The link between rising atmospheric CO₂ concentrations and global climate change makes it increasingly important that we determine under what conditions ecosystems act as carbon (C) sources or sinks. The capacity for soils to store C is determined by complex interactions between the quality of plant litter inputs, nitrogen (N) availability and the microbial communities that control decomposition rates. This study explores these complex interactions controlling the release and storage of soil C in a mesic grassland that has experienced experimental manipulations of C and N availability through fertilization and haying (7 years) and woody encroachment (24 years). We measured a suite of soil parameters, including inorganic N, dissolved organic C (DOC), and soil moisture in addition to extracellular enzyme activity (EEA) to determine how the activity and proxies for the efficiency of microbial decomposers are affected by varying levels of substrate C and N quality and quantity.

Results/Conclusions

Fertilization and woody encroachment have promoted increases in litter quality and labile soil C stocks with concurrent increases in microbial EEA promoting the break-down of C rich substrates such as cellulose, starch, and lignin, such that EEA was 48% higher with fertilization and 64% higher with woody encroachment compared to unfertilized ‘old field’ and hayed grasslands. Grasslands that were both hayed and fertilized had lower litter quality and levels of inorganic N and DOC, coupled with EEA approximately 78% of that in fertilized, un-hayed grasslands. When enzyme activity was normalized by microbial biomass, trends of increasing EEA with fertilization and woody encroachment remained, suggesting enzyme production by microbial communities has not resulted in increased community size under those land management regimes. Microbial biomass produced per unit of available C or N substrate exhibited declines with fertilization and woody encroachment.

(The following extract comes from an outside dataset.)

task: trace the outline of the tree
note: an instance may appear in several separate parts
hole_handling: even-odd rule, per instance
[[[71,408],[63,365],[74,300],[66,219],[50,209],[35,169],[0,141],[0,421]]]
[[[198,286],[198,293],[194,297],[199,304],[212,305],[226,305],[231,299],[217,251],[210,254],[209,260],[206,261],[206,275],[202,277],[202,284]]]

Our results suggest possible shifts in microbial community structure favoring less efficient, fast growing, low growth yield, copitrophic organisms when these grassland systems are fertilized or allowed to undergo woody succession. The combination of higher plant litter quality, larger pools of labile soil organic C, and the observed increases in enzyme activity corresponding to the breakdown of both recalcitrant and labile soil organic carbon with fertilization and woody encroachment suggests that these land management practices may have negative rather than positive effects on long term soil C sequestration in these grassland systems.